La remise en question du processus de certification du traversier Apollo par Transport Canada ne semble pas avoir atteint le ministre fédéral des Transports, Marc Garneau.

Au lendemain du retrait définitif du navire par la Société des traversiers du Québec, le ministre Garneau a placé la responsabilité de cette situation entre les mains de la STQ.

Interrogé à son arrivée aux Communes, mercredi matin, M. Garneau a affirmé que l’Apollo est «une responsabilité de la province, la Société des traversiers du Québec, qui ont décidé d’acheter ce traversier pour remplacer le [F.-A.] Gauthier qui était en cale sèche. Alors c’est eux qui l’ont acheté et c’est eux qui sont responsables des opérations de ce traversier».

Le ministre a ensuite ajouté que «nous, on a un rôle à Transport Canada, c’était de vérifier qu’il était sécuritaire. On l’a fait au mois de février, alors je ne peux pas vous en dire plus pour le moment. Le BST [Bureau de la sécurité des transports] va essayer d’examiner pourquoi il y a eu un problème quand il est venu s’accoster à Matane.»
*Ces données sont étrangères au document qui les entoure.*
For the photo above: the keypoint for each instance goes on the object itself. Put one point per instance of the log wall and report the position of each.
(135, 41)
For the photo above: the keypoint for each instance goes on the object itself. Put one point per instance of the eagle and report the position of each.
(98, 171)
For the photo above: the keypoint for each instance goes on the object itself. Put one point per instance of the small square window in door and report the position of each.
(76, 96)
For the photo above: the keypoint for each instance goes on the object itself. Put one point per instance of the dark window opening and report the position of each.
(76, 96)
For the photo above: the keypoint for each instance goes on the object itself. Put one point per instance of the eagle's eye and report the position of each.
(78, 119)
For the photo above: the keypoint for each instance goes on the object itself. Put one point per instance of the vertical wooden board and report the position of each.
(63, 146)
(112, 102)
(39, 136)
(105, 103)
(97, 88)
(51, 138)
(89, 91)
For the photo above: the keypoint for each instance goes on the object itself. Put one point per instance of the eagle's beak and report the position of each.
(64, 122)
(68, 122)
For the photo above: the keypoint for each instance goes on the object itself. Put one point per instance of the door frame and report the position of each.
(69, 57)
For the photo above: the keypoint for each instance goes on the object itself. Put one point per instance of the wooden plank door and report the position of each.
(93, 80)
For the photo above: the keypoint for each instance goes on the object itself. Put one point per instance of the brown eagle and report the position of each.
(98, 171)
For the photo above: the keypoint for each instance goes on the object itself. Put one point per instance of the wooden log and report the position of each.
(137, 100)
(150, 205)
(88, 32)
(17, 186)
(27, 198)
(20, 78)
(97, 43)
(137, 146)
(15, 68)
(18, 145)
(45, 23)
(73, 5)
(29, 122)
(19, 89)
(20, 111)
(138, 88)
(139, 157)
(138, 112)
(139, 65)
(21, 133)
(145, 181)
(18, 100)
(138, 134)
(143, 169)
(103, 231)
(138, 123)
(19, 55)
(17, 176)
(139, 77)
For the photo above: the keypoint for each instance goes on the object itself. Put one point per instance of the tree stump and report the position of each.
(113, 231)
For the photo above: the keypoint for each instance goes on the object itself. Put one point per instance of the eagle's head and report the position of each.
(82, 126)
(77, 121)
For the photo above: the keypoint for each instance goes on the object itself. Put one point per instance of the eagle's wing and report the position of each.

Cependant, l’enquêteur François Dumont, du BST, a expliqué mardi à La Presse canadienne que les dommages qui compromettent la navigabilité et la sécurité de ce bateau sont imputables à plusieurs années d’entretien et de supervision déficients et non à la collision avec le quai de Matane.

M. Dumont a d’ailleurs confirmé que l’enquête du BST «va creuser au cours des prochaines semaines la raison pour laquelle ce bateau naviguait entre St. Barbe à Terre-Neuve et Blanc-Sablon au Québec», dans le détroit de Belle Isle, où il était en service au moment de son achat par la STQ.

Or, le bateau avait été certifié par Transport Canada pour son utilisation dans le détroit de Belle Isle et l’organisme l’avait certifié à nouveau en février — comme l’a indiqué Marc Garneau — après avoir demandé à la STQ d’y effectuer certaines réparations.

Le constat de l’inspecteur Dumont laissait pourtant peu de doutes sur le caractère contestable de ces certifications consécutives : «On va définitivement se pencher sur le fait que ce ne sont pas des dommages qui sont survenus dernièrement. C’est de la détérioration sur le long terme. Ce bateau a clairement manqué d’amour, manqué de supervision et d’entretien», avait-il déclaré mardi lors d’une entrevue téléphonique.